Part of our sense of injustice comes from not taking account of the unique circumstances of each case. Just because someone of his/her background is usually guilty, what evidence is there to suggest that he/she committed the crime? If an event is unique, we feel as though each situation needs to be considered on its merits. Indeed, as discussed earlier, the more unique an event, the less capable machine learning is of providing a reasonable prediction in any case.

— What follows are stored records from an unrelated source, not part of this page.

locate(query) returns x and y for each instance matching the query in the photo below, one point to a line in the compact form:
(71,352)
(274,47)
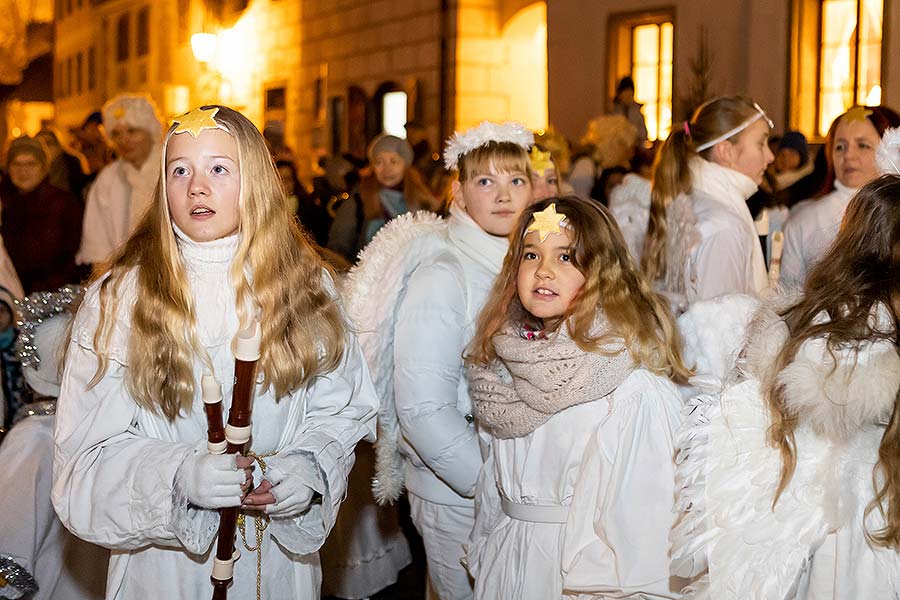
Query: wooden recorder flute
(233,439)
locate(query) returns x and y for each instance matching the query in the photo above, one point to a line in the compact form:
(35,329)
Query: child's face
(547,280)
(389,168)
(545,185)
(203,184)
(495,200)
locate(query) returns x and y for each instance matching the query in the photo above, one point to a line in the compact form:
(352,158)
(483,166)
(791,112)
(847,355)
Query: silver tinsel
(13,574)
(33,310)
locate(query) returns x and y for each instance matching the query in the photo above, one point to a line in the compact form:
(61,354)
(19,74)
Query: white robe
(610,462)
(629,203)
(115,203)
(64,567)
(115,462)
(712,247)
(811,545)
(809,231)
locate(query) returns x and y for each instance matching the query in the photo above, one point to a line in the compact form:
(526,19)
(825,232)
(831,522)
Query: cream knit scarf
(534,379)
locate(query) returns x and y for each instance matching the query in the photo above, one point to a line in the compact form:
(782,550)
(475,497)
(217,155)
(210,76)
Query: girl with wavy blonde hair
(216,252)
(701,238)
(570,375)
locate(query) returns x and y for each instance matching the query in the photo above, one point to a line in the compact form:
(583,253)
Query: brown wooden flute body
(237,435)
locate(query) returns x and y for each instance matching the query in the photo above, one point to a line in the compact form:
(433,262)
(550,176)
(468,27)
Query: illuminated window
(651,68)
(642,48)
(393,111)
(849,57)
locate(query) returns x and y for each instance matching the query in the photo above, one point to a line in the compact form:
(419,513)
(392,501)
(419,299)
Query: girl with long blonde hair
(570,375)
(798,454)
(700,237)
(215,253)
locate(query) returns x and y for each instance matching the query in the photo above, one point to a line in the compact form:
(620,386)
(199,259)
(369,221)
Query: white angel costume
(629,203)
(712,246)
(581,506)
(809,231)
(115,464)
(33,541)
(415,297)
(811,545)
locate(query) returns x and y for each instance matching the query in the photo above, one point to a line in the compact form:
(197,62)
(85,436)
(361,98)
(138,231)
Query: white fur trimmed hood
(835,393)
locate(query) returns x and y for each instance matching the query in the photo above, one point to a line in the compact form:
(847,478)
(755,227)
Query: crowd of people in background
(615,368)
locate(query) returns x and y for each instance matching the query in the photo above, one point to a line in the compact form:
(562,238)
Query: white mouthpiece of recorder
(212,391)
(247,344)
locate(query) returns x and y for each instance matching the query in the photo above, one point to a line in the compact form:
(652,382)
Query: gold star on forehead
(540,161)
(857,113)
(196,121)
(546,222)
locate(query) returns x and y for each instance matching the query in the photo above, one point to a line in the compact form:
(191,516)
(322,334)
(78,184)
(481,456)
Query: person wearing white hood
(124,188)
(701,238)
(414,297)
(850,152)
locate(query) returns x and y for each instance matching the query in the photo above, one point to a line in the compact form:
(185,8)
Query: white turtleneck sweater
(809,231)
(115,462)
(713,248)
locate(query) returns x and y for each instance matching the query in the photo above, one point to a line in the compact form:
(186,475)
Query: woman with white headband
(701,238)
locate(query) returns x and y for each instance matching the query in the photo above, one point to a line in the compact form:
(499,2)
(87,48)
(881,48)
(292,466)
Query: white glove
(211,480)
(292,496)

Part of our sense of injustice also arises from the consequences of the wrong decision for the individual. We are all unique, of course, but there are few campaigns against the injustice of Netflix recommendations. The cost of not being recommended a good film is, after all, quite low. However, we might feel slightly more uncomfortable about being rejected from job application by automatic algorithmic screening. Although I wasn’t a typical applicant to this role, surely I was a good fit? Why was I rejected?

The more unique an event, the more we explain the event to each other in the form of narrative. ‘Trump won the 2016 Presidential election as a reaction against the identity politics of Hilary Clinton’, for example. These explanations cannot meaningfully be described as ‘optimal’ — indeed there may be many competing explanations. Machine learning, on the other hand, explains in terms of historical correlations and therefore struggles to explain and create a narrative around an event.

Again, this is not to say that machine learning cannot be useful for important decisions and unique events. However, the more that this is the case, we should place more and more importance on explainability and exercise good judgement about the limitations of our model.

So, the second part of the framework is as follows: the more important a decision & unique an event, the more wary to be of machine learning.

Examples

Below are a few machine learning examples to illustrate the framework in action.

  • A cancerous tumour detection algorithm — the problem is stationary but the importance of the decision is high. Explanability required and needs to be used with care.
  • Data centre optimisation (like in this case)— the environment is stationary and the importance of each decision is low — good use of machine learning.
  • Netflix Recommendation Algorithm — non-stationary environment (people’s preferences change over time) but cost of decisions is low — a good use of machine learning.
  • Clinical Trial Prediction — non-stationary environment (new trial design paradigms, higher standards of care) and cost of decisions is high. Explainability is required and machine learning should be used with great care.

Summary

So, in conclusion, when you are approaching a problem with machine learning, you should be asking yourself two questions:

  1. Is the model environment stationary?
  2. How important and unique is each model prediction?

Finally, if either of these situations apply, it is always worth continually asking the question posed by the authors of Radical Uncertainty — “what is going on here”. It only seems apt to end with the words of Yogi Berra — “It’s tough to make predictions, especially about the future”.